Regular expression for validating names and surnames?

Sklivvz picture Sklivvz · May 20, 2009 · Viewed 104.5k times · Source

Although this seems like a trivial question, I am quite sure it is not :)

I need to validate names and surnames of people from all over the world. Imagine a huge list of miilions of names and surnames where I need to remove as well as possible any cruft I identify. How can I do that with a regular expression? If it were only English ones I think that this would cut it:

^[a-z -']+$

However, I need to support also these cases:

  • other punctuation symbols as they might be used in different countries (no idea which, but maybe you do!)
  • different Unicode letter sets (accented letter, greek, japanese, chinese, and so on)
  • no numbers or symbols or unnecessary punctuation or runes, etc..
  • titles, middle initials, suffixes are not part of this data
  • names are already separated by surnames.
  • we are prepared to force ultra rare names to be simplified (there's a person named '@' in existence, but it doesn't make sense to allow that character everywhere. Use pragmatism and good sense.)
  • note that many countries have laws about names so there are standards to follow

Is there a standard way of validating these fields I can implement to make sure that our website users have a great experience and can actually use their name when registering in the list?

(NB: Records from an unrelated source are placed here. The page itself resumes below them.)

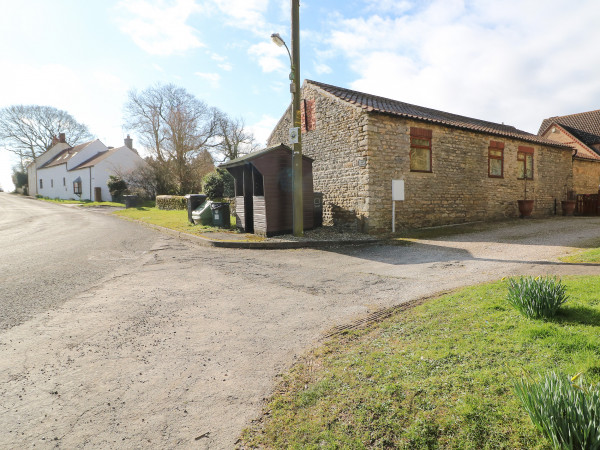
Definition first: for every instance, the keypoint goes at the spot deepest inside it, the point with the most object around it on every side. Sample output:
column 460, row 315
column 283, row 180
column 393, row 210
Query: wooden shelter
column 263, row 191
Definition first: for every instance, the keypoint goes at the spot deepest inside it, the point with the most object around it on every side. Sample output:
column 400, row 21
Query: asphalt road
column 50, row 252
column 147, row 341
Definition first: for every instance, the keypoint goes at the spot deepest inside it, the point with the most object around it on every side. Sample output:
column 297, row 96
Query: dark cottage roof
column 250, row 156
column 65, row 155
column 97, row 158
column 397, row 108
column 583, row 126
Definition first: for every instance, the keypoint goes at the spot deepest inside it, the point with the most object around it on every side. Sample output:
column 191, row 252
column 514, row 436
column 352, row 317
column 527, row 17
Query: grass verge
column 175, row 220
column 591, row 255
column 434, row 376
column 79, row 202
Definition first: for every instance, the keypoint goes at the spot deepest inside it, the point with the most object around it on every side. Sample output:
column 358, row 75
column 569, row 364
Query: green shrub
column 536, row 298
column 171, row 202
column 117, row 188
column 218, row 184
column 566, row 412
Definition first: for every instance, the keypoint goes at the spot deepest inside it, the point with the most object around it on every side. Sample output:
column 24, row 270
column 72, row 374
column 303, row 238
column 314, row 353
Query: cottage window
column 420, row 150
column 496, row 160
column 525, row 163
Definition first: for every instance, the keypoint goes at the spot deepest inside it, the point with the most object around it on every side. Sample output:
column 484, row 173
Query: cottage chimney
column 128, row 142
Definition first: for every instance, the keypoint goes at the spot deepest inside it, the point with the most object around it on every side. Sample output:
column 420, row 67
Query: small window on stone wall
column 525, row 163
column 496, row 160
column 420, row 150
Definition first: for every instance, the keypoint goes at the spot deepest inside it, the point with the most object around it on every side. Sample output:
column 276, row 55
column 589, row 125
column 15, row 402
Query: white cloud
column 95, row 99
column 245, row 14
column 269, row 56
column 505, row 61
column 212, row 78
column 322, row 69
column 388, row 6
column 160, row 28
column 217, row 57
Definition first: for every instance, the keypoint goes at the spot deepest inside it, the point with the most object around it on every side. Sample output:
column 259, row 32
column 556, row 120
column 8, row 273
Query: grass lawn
column 439, row 375
column 591, row 255
column 174, row 220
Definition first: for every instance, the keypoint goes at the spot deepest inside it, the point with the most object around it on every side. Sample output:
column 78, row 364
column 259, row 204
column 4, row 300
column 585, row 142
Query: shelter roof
column 258, row 154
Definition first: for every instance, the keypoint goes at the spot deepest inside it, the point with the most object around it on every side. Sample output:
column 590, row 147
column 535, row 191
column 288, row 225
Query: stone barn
column 455, row 169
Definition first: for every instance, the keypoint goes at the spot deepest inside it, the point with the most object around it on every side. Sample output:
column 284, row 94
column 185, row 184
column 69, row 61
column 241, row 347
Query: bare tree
column 231, row 140
column 28, row 130
column 175, row 127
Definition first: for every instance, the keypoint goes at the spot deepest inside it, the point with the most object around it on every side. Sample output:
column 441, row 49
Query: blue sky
column 512, row 61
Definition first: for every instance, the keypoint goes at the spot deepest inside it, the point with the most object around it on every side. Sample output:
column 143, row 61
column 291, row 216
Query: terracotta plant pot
column 525, row 208
column 568, row 207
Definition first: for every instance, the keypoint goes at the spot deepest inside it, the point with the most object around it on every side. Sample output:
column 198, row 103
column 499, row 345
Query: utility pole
column 297, row 188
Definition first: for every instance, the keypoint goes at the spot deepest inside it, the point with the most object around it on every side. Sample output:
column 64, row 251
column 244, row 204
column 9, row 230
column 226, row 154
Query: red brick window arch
column 496, row 159
column 525, row 163
column 309, row 119
column 420, row 149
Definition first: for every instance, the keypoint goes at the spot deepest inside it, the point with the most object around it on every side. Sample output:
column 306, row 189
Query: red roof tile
column 585, row 127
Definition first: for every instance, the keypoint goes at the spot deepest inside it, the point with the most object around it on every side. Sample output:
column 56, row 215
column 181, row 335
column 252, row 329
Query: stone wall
column 586, row 176
column 338, row 145
column 358, row 154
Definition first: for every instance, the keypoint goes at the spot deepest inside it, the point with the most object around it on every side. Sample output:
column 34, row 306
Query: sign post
column 397, row 195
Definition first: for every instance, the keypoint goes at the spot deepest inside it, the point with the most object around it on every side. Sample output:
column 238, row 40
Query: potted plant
column 525, row 206
column 568, row 205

I would be looking for something similar to the many "email address" regexes that you can find on google.

Answer

Chris Cudmore picture Chris Cudmore · May 20, 2009

I sympathize with the need to constrain input in this situation, but I don't believe it is possible - Unicode is vast, expanding, and so is the subset used in names throughout the world.

Unlike email, there's no universally agreed-upon standard for the names people may use, or even which representations they may register as official with their respective governments. I suspect that any regex will eventually fail to pass a name considered valid by someone, somewhere in the world.

Of course, you do need to sanitize or escape input, to avoid the Little Bobby Tables problem. And there may be other constraints on which input you allow as well, such as the underlying systems used to store, render or manipulate names. As such, I recommend that you determine first the restrictions necessitated by the system your validation belongs to, and create a validation expression based on those alone. This may still cause inconvenience in some scenarios, but they should be rare.